The Legislature fashioned this scheme because federal constitutional challenges to state laws ordinarily are brought against state officers who are in charge of enforcing. By prohibiting state officers from enforcing the Act directly and relying instead on citizen bounty hunters, the Legislature sought to make it more complicated for federal courts to enjoin the Act on a statewide basis.

Today, the Court finally tells the Nation that it declined to act because, in short, the State’s gambit worked. The structure of the State’s scheme, the Court reasons, raises “complex and novel antecedent procedural questions” that counsel against granting the application, ante, at 1, just as the State intended. This is untenable. It cannot be the case that a State can evade federal judicial scrutiny by outsourcing the enforcement of unconstitutional laws to its citizenry.

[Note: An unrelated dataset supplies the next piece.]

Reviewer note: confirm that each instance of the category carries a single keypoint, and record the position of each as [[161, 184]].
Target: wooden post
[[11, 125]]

For her part, Kagan expanded her anathemas to include the Court’s continuing abuse of its “shadow docket,” of which this order is the apotheosis.

Today’s ruling illustrates just how far the Court’s “shadow-docket” decisions may depart from the usual principles of appellate process. That ruling, as everyone must agree, is of great consequence. Yet the majority has acted without any guidance from the Court of Appeals—which is right now considering the same issues. It has reviewed only the most cursory party submissions, and then only hastily. And it barely bothers to explain its conclusion—that a challenge to an obviously unconstitutional abortion regulation backed by a wholly unprecedented enforcement scheme is unlikely to prevail. In all these ways, the majority’s decision is emblematic of too much of this Court’s shadow-docket decision-making—which every day becomes more unreasoned, inconsistent, and impossible to defend.

(It is notable that Chief Justice John Roberts joined the minority in dissent. This further reinforces my belief that the only issues on which Roberts is reliably implacable are restricting the franchise and enhancing the corporate power of the oligarchy. That’s why Citizens United is his defining decision. For Roberts, that was a two-fer.)

Expand the Court. Do it tomorrow. Jesus Christ, a 5-4 majority just ruled that a cheap legal three-card monte game at the heart of a law was too clever for the Constitution to address. This whole decision reeks of the same kind of corruption that afflicted the 1919 World Series.